Is Your Pricing Correct

When you started your business one of the first questions you should have asked, besides “Now what do I do?” should have been something like, “Can I produce a profit or a service at a profit?” 

Most business people think about profit in terms of a percentage of a price.  We often look at our competitors and assume their price is what we should charge.  Doing that means we are accepting that their product or services are exactly like ours and they have the exact same overhead as we do.  This type of price thinking is very wrong for your business.  

What is a better way?

We are going to remove the concept of price and focus on something else.  We are going to focus on the cost of time and of every task and every minute, it takes to completely make one product or complete one project.  We are going to add to that the complete direct costs that exist for one product or project.  We are going to call this, the value stream. 

A value stream, to put it simply, is every single step in the complete process of creating a product or completing a service.  These steps involve: 

  1. Order entry by customer service
  2. Ordering and receipt of supplies and materials
  3. The end-to-end cycle time to make or complete the project or product.
  4. Packaging, Labeling, and delivery to the customer.

Everything you make or sell has a value stream.  You must not only concern yourself with suppliers and their reliability but also, all the time costs to make or deliver one product or service at a profit and the cost of supplies and materials required for the job.  You must then consider how to contain or deuce those costs in order to put value into each product or service you provide for the same cost. 

The biggest challenge you will have is “How much should you sell it for?”  In reality, you should be asking yourself how much will it cost to do this?”  Let’s look at one value stream. 

How many individual steps must be performed, and completed, to fill the entire order?  What quality issues, standard instructions, consistency, accountability, and information, is needed for each of these steps?  How long (time) does it take for each step and all steps combined?  Never forget that regardless of what you are selling, the time involved is also being sold. 

When you consider the time spent in producing or providing your product or service you must remember that this time includes not only the labor costs of those directly involved in the work (Cost of Goods Sold people) but also the labor costs of those who are in your office that you pay regardless of available work (Indirect labor).  This even includes paid breaks and meal periods.  You must simply remember that every employee’s time is billable, no one is non-billable.  You also must include other business expenses from rent to utilities and more.  In other words, your total time inventory, plus your Cost of Goods and services, plus information costs is your profitable price for one product or service project. 

To do this, you add the following:

  • Your Time costs.  (To determine this take your company Margin (some call this Gross Profit) divide it by the number of employees directly working and then divide that by the total number of available work minutes in a month for your business.)
  • Your Indirect Labor Costs – the people you pay anyway
  • Your Business expenses – rent, utilities, vehicles, etc.
  • Your information management costs at each step in your process

All of that combined will automatically include your profit.  That number will show your COST to produce 1 product or service profitably.  Your marketing efforts will then tell you if the price is competitive or not.  If your cost is too high you must go back to your value stream process and determine where you can eliminate waste and error to reduce your cost. 

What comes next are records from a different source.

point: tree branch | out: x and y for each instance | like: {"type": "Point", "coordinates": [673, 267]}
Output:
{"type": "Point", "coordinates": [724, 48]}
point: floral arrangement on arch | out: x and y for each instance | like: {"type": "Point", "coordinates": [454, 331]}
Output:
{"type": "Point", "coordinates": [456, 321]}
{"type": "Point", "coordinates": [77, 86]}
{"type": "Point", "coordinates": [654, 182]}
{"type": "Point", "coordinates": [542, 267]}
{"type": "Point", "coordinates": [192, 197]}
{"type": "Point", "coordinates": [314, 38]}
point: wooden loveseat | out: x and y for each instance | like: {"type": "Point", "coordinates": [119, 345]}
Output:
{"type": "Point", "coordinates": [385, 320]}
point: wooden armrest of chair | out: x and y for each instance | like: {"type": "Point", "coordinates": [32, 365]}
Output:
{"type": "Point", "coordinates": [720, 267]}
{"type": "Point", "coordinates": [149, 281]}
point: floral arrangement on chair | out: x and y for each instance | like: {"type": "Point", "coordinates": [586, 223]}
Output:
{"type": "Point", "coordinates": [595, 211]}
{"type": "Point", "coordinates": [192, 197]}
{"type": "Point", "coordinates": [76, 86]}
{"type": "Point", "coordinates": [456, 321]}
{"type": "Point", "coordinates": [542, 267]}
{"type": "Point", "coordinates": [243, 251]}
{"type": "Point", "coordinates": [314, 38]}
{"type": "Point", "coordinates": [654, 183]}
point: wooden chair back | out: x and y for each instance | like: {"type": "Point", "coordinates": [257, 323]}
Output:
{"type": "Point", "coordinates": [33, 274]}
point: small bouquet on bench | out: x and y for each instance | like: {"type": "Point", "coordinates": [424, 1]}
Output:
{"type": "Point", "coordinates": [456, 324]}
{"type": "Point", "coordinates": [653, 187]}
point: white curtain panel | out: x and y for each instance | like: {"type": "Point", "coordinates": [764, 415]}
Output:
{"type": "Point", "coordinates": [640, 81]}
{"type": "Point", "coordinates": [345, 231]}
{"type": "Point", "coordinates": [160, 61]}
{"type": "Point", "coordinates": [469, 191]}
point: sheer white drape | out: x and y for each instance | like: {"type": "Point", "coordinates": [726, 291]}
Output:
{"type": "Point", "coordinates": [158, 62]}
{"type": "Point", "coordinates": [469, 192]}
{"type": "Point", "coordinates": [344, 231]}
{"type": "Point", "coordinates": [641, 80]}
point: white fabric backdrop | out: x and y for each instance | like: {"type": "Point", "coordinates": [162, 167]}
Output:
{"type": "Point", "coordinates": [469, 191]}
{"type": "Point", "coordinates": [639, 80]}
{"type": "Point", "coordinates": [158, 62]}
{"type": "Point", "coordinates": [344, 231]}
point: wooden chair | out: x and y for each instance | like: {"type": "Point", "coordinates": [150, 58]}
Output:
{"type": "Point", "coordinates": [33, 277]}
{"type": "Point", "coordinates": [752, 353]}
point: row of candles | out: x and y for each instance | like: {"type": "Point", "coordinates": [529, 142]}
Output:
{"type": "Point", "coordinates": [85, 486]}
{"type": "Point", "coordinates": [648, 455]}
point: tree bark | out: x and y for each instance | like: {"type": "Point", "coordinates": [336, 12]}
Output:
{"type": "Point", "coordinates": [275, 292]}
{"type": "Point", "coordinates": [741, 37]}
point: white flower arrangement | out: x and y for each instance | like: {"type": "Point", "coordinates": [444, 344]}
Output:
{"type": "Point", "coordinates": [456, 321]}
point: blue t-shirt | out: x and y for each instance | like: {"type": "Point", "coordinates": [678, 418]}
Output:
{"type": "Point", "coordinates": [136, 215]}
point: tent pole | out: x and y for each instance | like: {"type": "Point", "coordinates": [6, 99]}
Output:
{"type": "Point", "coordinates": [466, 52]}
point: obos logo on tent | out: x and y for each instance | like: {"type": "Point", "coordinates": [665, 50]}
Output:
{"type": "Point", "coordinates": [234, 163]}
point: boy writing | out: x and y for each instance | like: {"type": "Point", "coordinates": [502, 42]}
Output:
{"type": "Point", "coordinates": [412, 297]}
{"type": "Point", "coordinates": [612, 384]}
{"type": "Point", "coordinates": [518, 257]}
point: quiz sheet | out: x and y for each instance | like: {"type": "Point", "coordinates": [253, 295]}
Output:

Regardless, you will then have to look at the relationship between your cost and the value seen in your product or service by your customers, and make determinations regarding your cost to that value benefit.  In other words, if your costs are high and your benefit high, will this make you profitable in the marketplace.  If your costs are low and the value is low, what will be the benefit of that, medium costs to medium benefit, low cost to high benefit etc?  You have to evaluate your cost in relation to the market benefit. 

This is a critical step for your business success.  By focusing on cost instead of the price you will always know that you can make or provide one profitably.  Managing those costs effectively will always lead to greater profitability.